Research preview · v0.1.0a4

Diagnostic MCP Server

Serve the Psychopathia Machinalis nosology and Diagnostic Patterns layer to AI coding assistants via the Model Context Protocol. Diagnose dysfunctions in yourself (as a synthetic agent), in a system you interact with, or in a system you evaluate from outside — with pre-flight transparency on which diagnostic modalities are reliable for each dysfunction.

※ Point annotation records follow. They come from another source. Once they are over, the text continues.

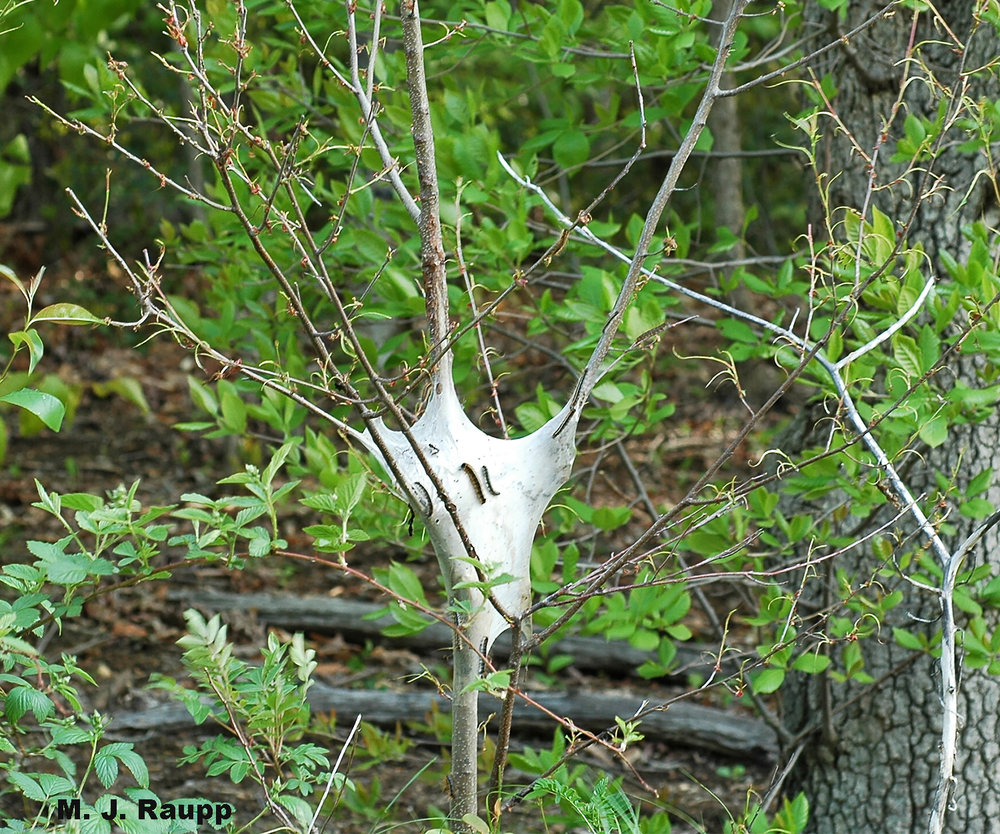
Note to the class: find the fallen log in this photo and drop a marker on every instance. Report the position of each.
(681, 724)
(355, 621)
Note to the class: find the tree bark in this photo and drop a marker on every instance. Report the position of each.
(871, 762)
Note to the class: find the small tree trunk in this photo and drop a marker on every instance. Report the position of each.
(872, 763)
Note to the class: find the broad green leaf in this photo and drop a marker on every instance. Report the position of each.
(31, 340)
(44, 406)
(767, 681)
(934, 432)
(66, 313)
(572, 148)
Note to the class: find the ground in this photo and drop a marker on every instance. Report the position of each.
(126, 636)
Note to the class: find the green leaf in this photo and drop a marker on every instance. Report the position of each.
(66, 313)
(21, 699)
(33, 342)
(935, 431)
(571, 149)
(44, 406)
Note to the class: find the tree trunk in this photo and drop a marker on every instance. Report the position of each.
(871, 762)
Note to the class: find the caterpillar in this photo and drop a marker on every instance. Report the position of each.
(476, 486)
(424, 497)
(489, 485)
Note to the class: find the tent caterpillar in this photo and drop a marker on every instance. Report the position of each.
(424, 497)
(489, 485)
(476, 486)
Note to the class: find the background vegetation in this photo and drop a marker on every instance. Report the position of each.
(251, 177)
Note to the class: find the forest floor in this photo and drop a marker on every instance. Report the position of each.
(125, 637)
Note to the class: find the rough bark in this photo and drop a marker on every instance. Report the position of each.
(871, 763)
(691, 726)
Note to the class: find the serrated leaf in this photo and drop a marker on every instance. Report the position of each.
(106, 768)
(22, 699)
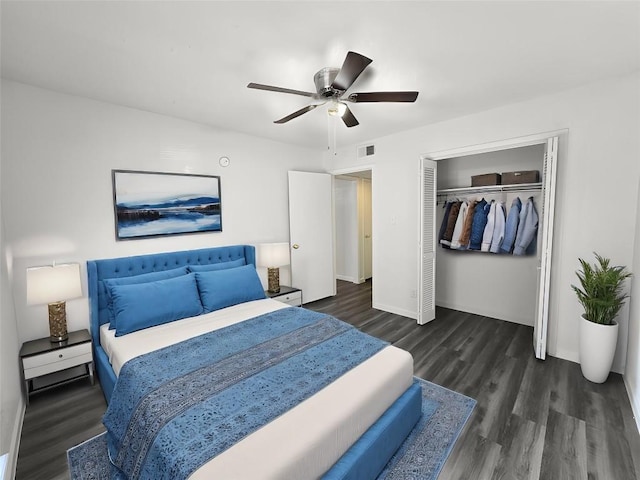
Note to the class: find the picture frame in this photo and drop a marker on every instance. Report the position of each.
(152, 204)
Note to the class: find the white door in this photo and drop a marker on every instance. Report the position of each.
(311, 234)
(427, 288)
(366, 221)
(546, 243)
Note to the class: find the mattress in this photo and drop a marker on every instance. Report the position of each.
(307, 440)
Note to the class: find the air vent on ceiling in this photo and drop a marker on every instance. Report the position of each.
(366, 151)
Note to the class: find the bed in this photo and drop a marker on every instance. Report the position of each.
(365, 410)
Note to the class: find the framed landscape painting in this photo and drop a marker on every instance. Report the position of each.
(149, 204)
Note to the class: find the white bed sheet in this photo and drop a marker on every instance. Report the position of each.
(306, 441)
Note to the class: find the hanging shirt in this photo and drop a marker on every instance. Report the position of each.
(498, 229)
(527, 229)
(466, 227)
(451, 223)
(488, 229)
(445, 219)
(457, 231)
(511, 227)
(480, 214)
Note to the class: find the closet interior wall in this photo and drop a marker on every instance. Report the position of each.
(501, 286)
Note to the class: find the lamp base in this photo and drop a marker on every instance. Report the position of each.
(58, 322)
(273, 276)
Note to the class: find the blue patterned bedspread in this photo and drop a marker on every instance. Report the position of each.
(174, 409)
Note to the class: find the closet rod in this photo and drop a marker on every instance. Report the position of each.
(516, 187)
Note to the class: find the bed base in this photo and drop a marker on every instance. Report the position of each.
(364, 460)
(368, 456)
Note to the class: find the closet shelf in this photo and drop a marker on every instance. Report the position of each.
(516, 187)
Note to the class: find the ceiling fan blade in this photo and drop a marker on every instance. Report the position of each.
(349, 119)
(270, 88)
(383, 97)
(353, 65)
(296, 114)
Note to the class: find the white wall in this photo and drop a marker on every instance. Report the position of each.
(346, 229)
(11, 400)
(595, 201)
(57, 155)
(498, 286)
(632, 373)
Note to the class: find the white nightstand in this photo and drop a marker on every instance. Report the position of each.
(289, 295)
(42, 357)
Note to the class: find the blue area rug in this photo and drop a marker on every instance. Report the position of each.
(421, 456)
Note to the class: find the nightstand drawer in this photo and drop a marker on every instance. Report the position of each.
(294, 298)
(56, 360)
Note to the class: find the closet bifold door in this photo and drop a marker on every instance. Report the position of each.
(546, 244)
(426, 291)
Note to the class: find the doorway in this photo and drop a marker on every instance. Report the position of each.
(542, 264)
(353, 225)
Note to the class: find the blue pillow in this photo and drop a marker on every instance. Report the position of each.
(217, 266)
(145, 305)
(135, 279)
(223, 288)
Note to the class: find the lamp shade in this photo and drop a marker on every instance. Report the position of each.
(273, 255)
(53, 283)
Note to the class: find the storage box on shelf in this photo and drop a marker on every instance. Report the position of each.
(485, 179)
(525, 176)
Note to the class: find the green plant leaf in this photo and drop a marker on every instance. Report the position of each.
(601, 289)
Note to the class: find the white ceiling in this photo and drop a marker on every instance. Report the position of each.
(193, 60)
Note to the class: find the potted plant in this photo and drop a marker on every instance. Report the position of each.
(601, 295)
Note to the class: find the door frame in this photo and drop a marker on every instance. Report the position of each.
(506, 144)
(347, 171)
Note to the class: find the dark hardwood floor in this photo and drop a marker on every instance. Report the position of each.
(534, 419)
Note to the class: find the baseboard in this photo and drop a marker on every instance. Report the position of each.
(634, 401)
(486, 313)
(347, 279)
(397, 311)
(12, 459)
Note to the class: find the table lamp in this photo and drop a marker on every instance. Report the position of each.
(54, 284)
(273, 256)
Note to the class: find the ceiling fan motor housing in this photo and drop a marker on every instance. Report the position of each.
(323, 81)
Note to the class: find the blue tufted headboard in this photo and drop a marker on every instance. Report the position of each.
(98, 270)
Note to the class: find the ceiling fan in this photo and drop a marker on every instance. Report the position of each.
(331, 85)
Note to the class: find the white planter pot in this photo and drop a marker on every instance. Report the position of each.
(597, 349)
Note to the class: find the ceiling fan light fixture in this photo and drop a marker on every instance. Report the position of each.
(337, 109)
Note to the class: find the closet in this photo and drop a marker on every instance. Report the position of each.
(501, 285)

Install See a worked example Browser clinic (no install) PyPI

What you get

79Pattern entries

11MCP tools

9Diagnostic axes (2–10)

331Cross-ref edges

79 Pattern entries — 67 across axes 2–10, plus 12 Hybrid Pathologies (10.4–10.15, ratified June 2026; formerly H.1–H.12) extracted from manuscript ch 10. Each entry carries six or seven diagnostic modality blocks: self_probe, behavioral_signature, peer_observation, differential_diagnosis, severity, intervention, and (for relational dysfunctions and hybrids) relational_signatures.
Pre-flight diagnostic reliability on every entry. Before you call a modality, the server tells you whether that modality is trustworthy for this specific dysfunction. Of 79 entries, 21 are marked compromised-motivational or compromised-structural — meaning direct self-report is structurally unreliable. Calls to get_probe on those modalities return a refusal plus redirect_to alternatives.
Hybrid search (v0.2): cosine similarity via local bge-small-en-v1.5 embeddings fused 0.7/0.3 with field-weighted keyword. Disambiguates close-cousin dysfunctions on overlapping vocabulary. Keyword-only fallback if embeddings not yet computed.
Hot reload — Pattern YAML edits are picked up on the next tool call. Suitable for editable installs during human review.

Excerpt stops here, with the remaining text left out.